衛星上で観測データを解析し、火災や船舶、重要インフラなどに関する情報を数秒で利用者へ届ける構想である。

本記事では、Altair-Next Genの計画概要や従来の地球観測衛星との違い、参画企業の役割、UAEの宇宙産業に与える意味を解説する。

AI衛星50機を構築、初号機は2026年10月に打ち上げへ

Altair-Next Genは、レーダーや光学などのセンサーと、衛星上でデータを処理する計算機を組み合わせた地球観測衛星コンステレーションである。

Marlan SpaceとLoft Orbitalが主導する企業連合は、Altair-Next Genの構築に向け、フランスを拠点とする事業へ10億ドルを投資する計画である。衛星設備はフランスに設立する専用会社が保有し、衛星はUAE・アブダビで製造する。

初期段階では50機の衛星を整備し、フランスや欧州、UAEの政府機関に加え、各国の企業や公的機関へサービスを提供する計画だ。最初の10機は、UAEの首都アブダビにあるOrbitworksの工場ですでに製造が進み、初号機は2026年10月の打ち上げを予定している。

想定される用途は、船舶や海域の状況把握、山火事の検知と災害対応、港湾や重要インフラの監視などである。観測画像そのものを届けるだけでなく、現場の判断に使える情報まで衛星上で生成する点が計画の中心となる。

Altair-Next Genとは?宇宙で観測データを解析

現場の判断に使える情報まで衛星上で生成

従来の地球観測では、衛星が取得した画像などを地上局へ送り、地上の計算機で処理・解析してから利用者へ提供する流れが一般的である。

大容量の画像を送信するには時間がかかり、衛星が地上局と通信できる時間も限られるため、観測から情報提供までに時間を要する場合がある。

一方、Altair-Next Genは、衛星に搭載したAIが観測データを軌道上で解析し、元の画像すべてではなく、検知した出来事や警報を優先して送信する。

利用者は数秒以内に通知を受け取れるとされており、山火事の発生や船舶の動き、設備の変化など、対応の早さが重要な用途で価値を発揮する仕組みだ。

衛星画像を地上で解析する従来方式と、軌道上AIで解析して必要な情報を数秒で通知するAltair-Next Genの比較図
従来の地球観測と、衛星上のAIでデータを解析するAltair-Next Genの情報提供方式の違い ©Space Connect

50機で観測の空白時間を短縮

地球観測衛星は地球の周囲を移動するため、1機だけでは同じ場所を常に見続けられない。複数の衛星を配置すれば、1機が対象地域から離れた後に別の衛星が近づき、次の観測機会までの待ち時間を短くできる。
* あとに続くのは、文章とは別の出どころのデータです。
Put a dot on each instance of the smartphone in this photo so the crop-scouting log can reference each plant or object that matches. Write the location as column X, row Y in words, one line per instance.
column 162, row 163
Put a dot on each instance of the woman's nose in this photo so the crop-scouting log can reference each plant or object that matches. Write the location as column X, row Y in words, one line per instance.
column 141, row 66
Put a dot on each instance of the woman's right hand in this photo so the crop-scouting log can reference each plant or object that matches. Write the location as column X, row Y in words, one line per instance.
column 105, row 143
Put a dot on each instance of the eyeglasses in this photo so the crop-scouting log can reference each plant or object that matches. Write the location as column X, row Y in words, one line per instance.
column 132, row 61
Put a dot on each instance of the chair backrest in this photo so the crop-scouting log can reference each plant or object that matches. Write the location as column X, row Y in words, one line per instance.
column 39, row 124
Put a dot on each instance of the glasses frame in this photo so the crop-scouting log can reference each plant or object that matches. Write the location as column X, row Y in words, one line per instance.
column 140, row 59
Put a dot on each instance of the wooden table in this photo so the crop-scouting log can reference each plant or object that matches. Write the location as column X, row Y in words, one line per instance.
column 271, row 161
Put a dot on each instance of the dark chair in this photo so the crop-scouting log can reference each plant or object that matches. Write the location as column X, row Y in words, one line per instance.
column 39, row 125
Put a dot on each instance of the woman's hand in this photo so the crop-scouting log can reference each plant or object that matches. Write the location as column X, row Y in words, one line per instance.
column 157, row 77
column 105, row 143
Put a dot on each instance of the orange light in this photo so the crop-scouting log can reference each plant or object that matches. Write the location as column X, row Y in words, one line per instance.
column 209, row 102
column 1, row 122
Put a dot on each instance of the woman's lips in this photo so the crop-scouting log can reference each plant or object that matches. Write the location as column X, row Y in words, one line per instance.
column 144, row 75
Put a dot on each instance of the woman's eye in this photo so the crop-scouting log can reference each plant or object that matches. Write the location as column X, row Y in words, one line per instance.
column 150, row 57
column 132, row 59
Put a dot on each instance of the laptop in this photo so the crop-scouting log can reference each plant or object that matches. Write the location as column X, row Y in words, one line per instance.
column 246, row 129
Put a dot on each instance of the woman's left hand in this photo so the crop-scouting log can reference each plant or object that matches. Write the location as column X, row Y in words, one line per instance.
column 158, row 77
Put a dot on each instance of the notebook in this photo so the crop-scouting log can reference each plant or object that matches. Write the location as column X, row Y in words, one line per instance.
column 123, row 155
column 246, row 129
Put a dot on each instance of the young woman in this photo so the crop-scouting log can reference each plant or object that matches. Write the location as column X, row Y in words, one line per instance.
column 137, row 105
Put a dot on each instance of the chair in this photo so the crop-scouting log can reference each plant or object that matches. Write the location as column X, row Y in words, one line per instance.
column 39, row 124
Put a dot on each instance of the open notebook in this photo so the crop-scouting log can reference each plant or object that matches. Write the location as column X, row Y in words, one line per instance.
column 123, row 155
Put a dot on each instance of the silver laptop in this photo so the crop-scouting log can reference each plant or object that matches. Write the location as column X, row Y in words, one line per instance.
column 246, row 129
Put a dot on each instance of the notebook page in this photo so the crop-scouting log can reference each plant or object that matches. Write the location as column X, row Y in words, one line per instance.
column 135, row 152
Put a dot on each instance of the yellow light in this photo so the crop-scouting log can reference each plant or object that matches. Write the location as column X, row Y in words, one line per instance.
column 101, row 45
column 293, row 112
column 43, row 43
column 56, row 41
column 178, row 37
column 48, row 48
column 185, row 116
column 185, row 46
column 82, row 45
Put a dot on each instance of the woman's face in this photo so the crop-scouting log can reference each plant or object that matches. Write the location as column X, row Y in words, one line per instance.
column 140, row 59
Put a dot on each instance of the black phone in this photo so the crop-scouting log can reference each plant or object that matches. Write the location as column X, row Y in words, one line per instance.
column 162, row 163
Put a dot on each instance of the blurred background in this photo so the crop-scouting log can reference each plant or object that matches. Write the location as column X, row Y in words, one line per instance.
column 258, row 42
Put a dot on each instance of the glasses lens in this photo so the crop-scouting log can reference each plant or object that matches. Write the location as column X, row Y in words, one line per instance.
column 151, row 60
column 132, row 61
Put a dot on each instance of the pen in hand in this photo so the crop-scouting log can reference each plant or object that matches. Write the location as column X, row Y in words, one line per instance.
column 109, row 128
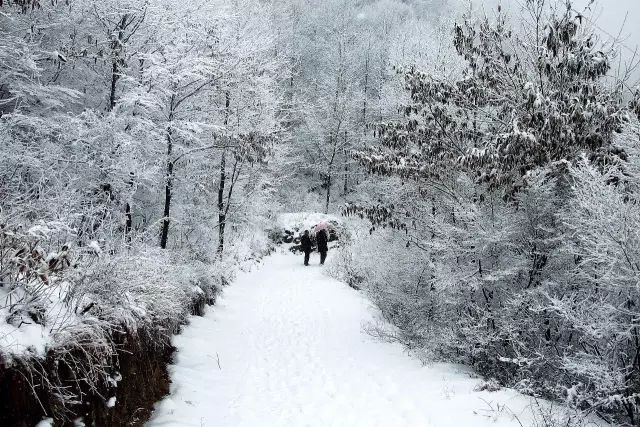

Orbitworksは、衛星コンステレーションを50機規模に拡大することで、限られた時間だけ撮影する状態から、必要なときに利用しやすい観測体制へ移行できると説明している。

同じ場所をどの程度の間隔で観測できるかは、衛星を投入する軌道や高度、センサーが一度に観測できる範囲によって決まる。今後は、こうした運用条件が具体化の焦点となる。

AIアプリを選び、複数の利用者で衛星を共有

計画には「AIアプリケーションストア」と呼ばれる仕組みも含まれる。利用者は、複数の企業が開発したAIモデルから目的に合うものを選び、同じ衛星群に搭載された計算機上で動かす。

例えば、山火事を検知したい利用者は火災検知用のAI、船舶の動きを把握したい利用者は船舶監視用のAIを選ぶ。同じ衛星群を複数の目的に使い分けられるため、利用者ごとに専用衛星を一から開発する必要がなくなる。

衛星本体やセンサー、計算機、通信・運用システムを共通の設備として提供し、必要な機能をソフトウェアで追加する事業モデルである。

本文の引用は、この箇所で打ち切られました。